The iPad has always been an intriguing device—starting its life in 2010 as what many called a giant iPhone that couldn’t make phone calls. Over the years, it’s gained a more laptop-like appearance, but it has never quite lived up to the expectations of actually doing “laptop work.”
With the upcoming iPadOS 26, Apple is inching closer to transforming the iPad into a full Mac-like experience. But is it enough?
The Evolution of the iPad
Year | Key Development | Description |
---|---|---|
2010 | Initial Launch | Marketed as a media consumption device |
2015 | Apple Pencil | Introduced creativity tools |
2023 | M2 iPad | Outperformed some MacBooks in hardware |
2025 | iPadOS 26 | Introduces Mac-like features |
Despite all these enhancements, the iPad is still not a MacBook replacement. Why?
What iPadOS 26 Brings to the Table

The upcoming iPadOS 26 update promises a more Mac-like experience with:
- Multiple open windows
- Menu bar and cursor support
- A real file management system
- Background task handling
- Preview app integration
“These are the tools and the interface that we associate with getting work done.”

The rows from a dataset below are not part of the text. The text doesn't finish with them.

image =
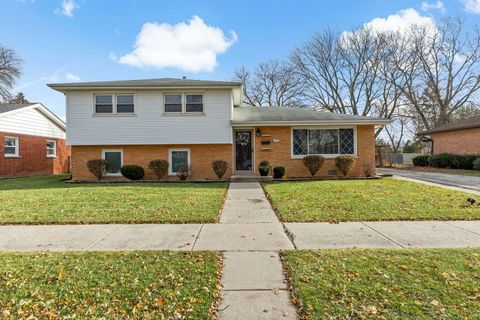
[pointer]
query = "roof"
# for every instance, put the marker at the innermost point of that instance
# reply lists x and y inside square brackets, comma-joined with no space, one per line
[470,123]
[146,83]
[284,115]
[6,107]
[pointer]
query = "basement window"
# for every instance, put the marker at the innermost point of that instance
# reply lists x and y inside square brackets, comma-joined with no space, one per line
[178,158]
[51,148]
[11,147]
[115,161]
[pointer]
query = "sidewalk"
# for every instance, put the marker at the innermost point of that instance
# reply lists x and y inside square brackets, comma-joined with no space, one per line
[250,235]
[254,286]
[241,236]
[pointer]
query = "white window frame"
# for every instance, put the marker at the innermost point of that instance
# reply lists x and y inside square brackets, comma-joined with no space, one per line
[114,104]
[182,102]
[17,147]
[54,149]
[327,156]
[194,94]
[170,167]
[184,95]
[121,161]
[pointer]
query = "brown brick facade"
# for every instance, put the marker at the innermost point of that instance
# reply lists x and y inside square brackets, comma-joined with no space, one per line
[457,142]
[32,159]
[201,156]
[280,153]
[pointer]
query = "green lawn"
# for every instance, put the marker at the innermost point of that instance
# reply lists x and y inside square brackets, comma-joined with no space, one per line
[367,200]
[49,200]
[386,284]
[135,285]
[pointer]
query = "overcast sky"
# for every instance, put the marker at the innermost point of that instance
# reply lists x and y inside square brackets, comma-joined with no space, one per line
[91,40]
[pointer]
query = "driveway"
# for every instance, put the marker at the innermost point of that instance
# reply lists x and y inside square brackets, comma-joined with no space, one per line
[466,182]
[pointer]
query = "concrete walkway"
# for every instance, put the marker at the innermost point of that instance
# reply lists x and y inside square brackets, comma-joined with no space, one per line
[235,237]
[254,285]
[452,180]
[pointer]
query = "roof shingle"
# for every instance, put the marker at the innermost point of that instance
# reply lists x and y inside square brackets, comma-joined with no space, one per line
[286,115]
[470,123]
[161,82]
[6,107]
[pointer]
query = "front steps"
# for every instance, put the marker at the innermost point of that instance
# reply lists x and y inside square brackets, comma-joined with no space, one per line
[251,179]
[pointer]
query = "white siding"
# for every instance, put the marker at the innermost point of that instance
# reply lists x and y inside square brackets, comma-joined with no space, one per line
[149,125]
[32,122]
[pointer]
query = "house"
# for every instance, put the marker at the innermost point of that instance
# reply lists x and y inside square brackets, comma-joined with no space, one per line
[33,139]
[459,137]
[193,122]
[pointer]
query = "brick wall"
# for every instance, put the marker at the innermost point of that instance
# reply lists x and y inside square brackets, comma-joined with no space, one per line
[201,157]
[280,153]
[457,142]
[33,158]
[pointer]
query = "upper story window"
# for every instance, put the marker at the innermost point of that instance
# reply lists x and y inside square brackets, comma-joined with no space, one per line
[11,148]
[124,103]
[183,103]
[194,103]
[51,148]
[323,142]
[173,103]
[103,104]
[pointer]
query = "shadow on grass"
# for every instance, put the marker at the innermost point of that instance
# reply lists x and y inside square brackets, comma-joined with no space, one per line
[58,182]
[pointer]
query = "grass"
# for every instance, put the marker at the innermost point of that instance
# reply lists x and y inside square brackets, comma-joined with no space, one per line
[386,284]
[135,285]
[367,200]
[48,200]
[462,172]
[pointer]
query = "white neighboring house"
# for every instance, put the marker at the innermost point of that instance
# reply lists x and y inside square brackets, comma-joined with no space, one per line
[33,141]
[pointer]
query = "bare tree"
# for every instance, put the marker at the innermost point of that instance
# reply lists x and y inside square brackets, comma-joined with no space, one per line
[10,70]
[350,72]
[272,83]
[440,68]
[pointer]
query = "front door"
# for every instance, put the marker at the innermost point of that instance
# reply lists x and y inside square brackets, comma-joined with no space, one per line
[243,150]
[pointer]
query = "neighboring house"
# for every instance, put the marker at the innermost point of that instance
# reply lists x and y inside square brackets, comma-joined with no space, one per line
[459,137]
[193,122]
[33,139]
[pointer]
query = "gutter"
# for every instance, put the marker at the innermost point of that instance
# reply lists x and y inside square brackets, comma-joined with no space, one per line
[309,123]
[72,88]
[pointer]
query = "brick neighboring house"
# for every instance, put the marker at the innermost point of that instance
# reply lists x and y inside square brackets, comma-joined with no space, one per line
[193,122]
[33,141]
[459,137]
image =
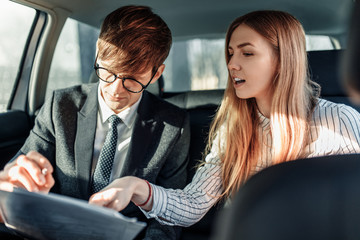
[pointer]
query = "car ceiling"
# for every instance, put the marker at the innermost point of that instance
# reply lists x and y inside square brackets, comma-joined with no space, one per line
[188,18]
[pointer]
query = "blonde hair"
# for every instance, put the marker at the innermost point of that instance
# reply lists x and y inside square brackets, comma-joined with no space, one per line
[292,103]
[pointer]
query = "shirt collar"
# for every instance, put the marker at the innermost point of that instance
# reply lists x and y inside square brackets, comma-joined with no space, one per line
[127,116]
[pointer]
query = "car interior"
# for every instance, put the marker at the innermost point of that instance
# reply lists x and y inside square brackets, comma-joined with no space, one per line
[195,75]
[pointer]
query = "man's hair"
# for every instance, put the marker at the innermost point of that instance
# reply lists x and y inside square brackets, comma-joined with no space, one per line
[134,39]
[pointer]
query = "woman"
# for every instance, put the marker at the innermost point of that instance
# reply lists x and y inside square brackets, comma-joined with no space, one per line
[270,114]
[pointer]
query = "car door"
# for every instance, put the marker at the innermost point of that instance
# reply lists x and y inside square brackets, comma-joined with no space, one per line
[21,28]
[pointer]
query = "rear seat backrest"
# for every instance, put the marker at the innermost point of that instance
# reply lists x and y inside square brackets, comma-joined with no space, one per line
[324,67]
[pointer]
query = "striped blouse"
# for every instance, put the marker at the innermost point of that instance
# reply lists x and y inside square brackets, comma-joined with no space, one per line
[335,129]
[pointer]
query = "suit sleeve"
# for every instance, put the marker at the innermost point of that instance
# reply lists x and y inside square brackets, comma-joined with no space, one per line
[42,136]
[173,175]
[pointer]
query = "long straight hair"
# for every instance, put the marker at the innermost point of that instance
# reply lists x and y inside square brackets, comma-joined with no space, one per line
[292,103]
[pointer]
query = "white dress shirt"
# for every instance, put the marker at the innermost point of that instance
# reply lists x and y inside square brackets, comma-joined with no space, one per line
[125,129]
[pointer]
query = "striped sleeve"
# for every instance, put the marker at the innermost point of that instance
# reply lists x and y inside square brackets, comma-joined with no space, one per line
[349,129]
[186,207]
[335,129]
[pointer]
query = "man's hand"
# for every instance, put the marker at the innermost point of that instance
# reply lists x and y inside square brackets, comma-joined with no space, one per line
[31,171]
[118,194]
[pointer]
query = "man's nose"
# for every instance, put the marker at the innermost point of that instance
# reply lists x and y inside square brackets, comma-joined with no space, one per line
[117,86]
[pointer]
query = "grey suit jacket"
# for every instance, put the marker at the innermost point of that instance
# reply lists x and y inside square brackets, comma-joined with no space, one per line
[64,132]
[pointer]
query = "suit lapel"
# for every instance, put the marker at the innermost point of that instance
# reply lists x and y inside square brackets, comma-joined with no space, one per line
[141,137]
[84,142]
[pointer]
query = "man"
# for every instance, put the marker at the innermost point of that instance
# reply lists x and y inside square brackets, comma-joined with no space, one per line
[64,150]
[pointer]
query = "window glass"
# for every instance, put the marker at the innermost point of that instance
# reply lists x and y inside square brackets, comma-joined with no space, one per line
[74,56]
[14,29]
[318,42]
[199,64]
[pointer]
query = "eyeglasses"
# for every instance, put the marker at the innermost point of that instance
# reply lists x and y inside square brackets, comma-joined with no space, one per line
[130,84]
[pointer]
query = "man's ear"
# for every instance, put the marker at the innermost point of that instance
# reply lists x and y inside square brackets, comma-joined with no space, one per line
[158,73]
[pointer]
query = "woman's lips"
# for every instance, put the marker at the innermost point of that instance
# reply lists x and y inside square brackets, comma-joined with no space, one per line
[238,80]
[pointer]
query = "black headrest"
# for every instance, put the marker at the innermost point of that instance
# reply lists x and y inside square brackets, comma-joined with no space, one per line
[351,69]
[324,69]
[304,199]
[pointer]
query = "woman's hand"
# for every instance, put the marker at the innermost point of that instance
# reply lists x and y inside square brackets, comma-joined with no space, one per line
[31,171]
[118,194]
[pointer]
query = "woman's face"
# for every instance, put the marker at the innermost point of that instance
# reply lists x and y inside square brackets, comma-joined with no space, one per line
[252,64]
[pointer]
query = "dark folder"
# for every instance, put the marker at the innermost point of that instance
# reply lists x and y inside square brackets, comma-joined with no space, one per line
[54,216]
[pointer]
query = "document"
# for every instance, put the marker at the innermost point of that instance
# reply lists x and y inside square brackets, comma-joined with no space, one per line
[53,216]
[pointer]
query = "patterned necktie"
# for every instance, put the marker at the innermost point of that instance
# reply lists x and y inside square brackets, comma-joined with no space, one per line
[104,165]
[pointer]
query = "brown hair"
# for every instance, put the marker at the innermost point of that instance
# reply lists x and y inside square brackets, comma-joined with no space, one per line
[292,103]
[135,39]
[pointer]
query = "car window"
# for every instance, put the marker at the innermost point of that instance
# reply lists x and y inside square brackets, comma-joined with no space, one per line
[74,56]
[14,29]
[199,64]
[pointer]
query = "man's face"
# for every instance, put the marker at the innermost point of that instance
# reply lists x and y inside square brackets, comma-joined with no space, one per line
[115,95]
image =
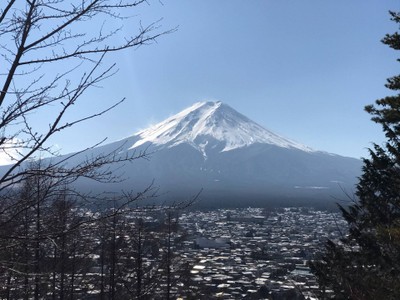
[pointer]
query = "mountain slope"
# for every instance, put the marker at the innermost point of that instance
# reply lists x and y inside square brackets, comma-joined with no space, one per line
[207,122]
[235,161]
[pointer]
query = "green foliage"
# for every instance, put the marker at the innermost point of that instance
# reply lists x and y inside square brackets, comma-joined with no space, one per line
[366,263]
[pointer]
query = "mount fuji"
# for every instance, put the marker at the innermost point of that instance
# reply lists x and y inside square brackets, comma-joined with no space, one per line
[233,160]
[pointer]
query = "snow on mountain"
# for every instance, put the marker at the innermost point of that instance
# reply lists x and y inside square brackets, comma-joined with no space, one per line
[215,121]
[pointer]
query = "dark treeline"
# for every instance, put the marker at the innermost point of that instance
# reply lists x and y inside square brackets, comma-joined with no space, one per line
[52,247]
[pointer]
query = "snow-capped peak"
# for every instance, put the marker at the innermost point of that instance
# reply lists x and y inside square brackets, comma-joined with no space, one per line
[215,121]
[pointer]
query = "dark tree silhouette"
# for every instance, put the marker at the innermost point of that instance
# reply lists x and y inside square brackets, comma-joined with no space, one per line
[366,263]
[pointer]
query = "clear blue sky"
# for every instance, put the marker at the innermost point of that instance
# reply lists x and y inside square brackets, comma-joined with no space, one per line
[303,69]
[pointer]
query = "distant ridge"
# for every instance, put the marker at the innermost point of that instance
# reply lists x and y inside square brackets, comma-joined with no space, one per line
[209,146]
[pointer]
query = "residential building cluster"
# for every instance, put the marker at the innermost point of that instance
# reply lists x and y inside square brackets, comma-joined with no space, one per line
[256,253]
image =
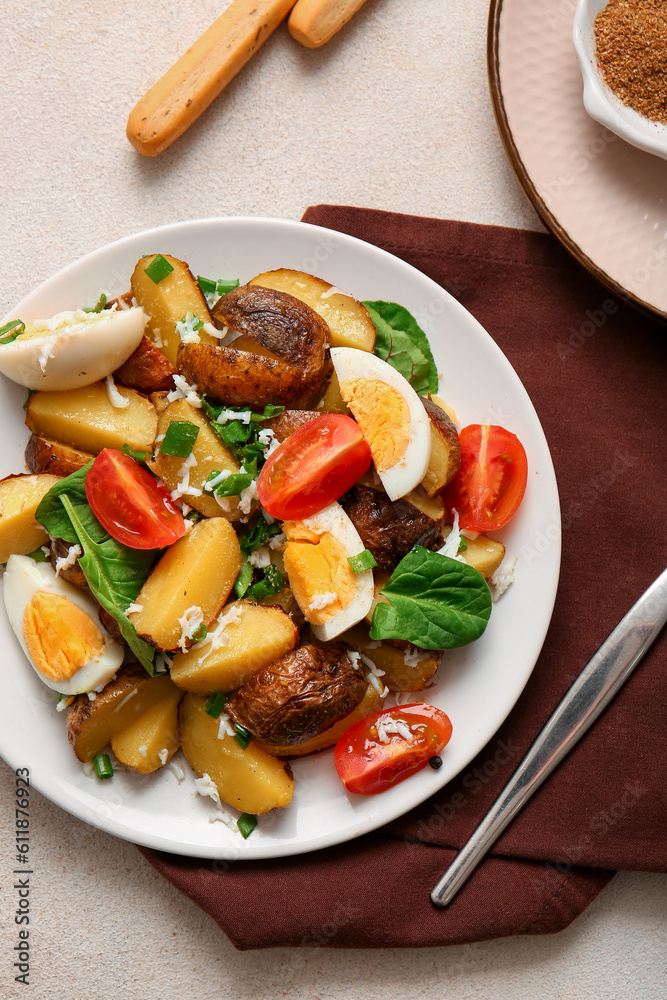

It’s exciting—but not enough.
What’s Still Missing?
Despite all this, Apple continues to hold the iPad back from its full potential. It’s still chained to iOS roots. This limits its usefulness in workplace or academic environments that rely on full macOS apps.
The Core Problems
- iPad apps are touch-focused
- Mac apps are not compatible
- You can’t run full macOS programs
- Accessory and display support is limited
- No user profiles—iPad is still a single-user device
The One Change Apple Needs to Make

CNET’s Scott Stein, a long-time iPad reviewer, offers a compelling solution:
“Press a button here and have it turn into a Mac. Then you press that button, and then it goes back to being an iPad.”
This “mode switch” could finally merge the iPad and Mac experience. After all, both devices now share:
- Similar Apple Silicon chips (M1, M2, etc.)
- Comparable RAM and performance
- Shared ecosystem and software base
So why can’t the apps be cross-compatible?
Key Takeaways
Point | Insight |
---|---|
iPad is powerful enough | Hardware isn’t the limitation—software is |
Needs Mac mode toggle | A simple switch could change everything |
iPadOS is improving | But it’s not fully there yet |
Cross-platform apps | Would unify iPad and MacBook use cases |
A Missed Opportunity?
Apple once released a marketing video asking:
The irony? That very question upset people who knew full well that an iPad isn’t one—yet. iPadOS 26 is a step in the right direction, but if Apple truly wants the iPad to dominate the Mac, it must fully embrace the hybrid vision.
Final Thoughts
The iPad could dominate the Mac—if Apple lets it. A mode-switch button, universal app compatibility, and full macOS experience could make the iPad a true laptop replacement.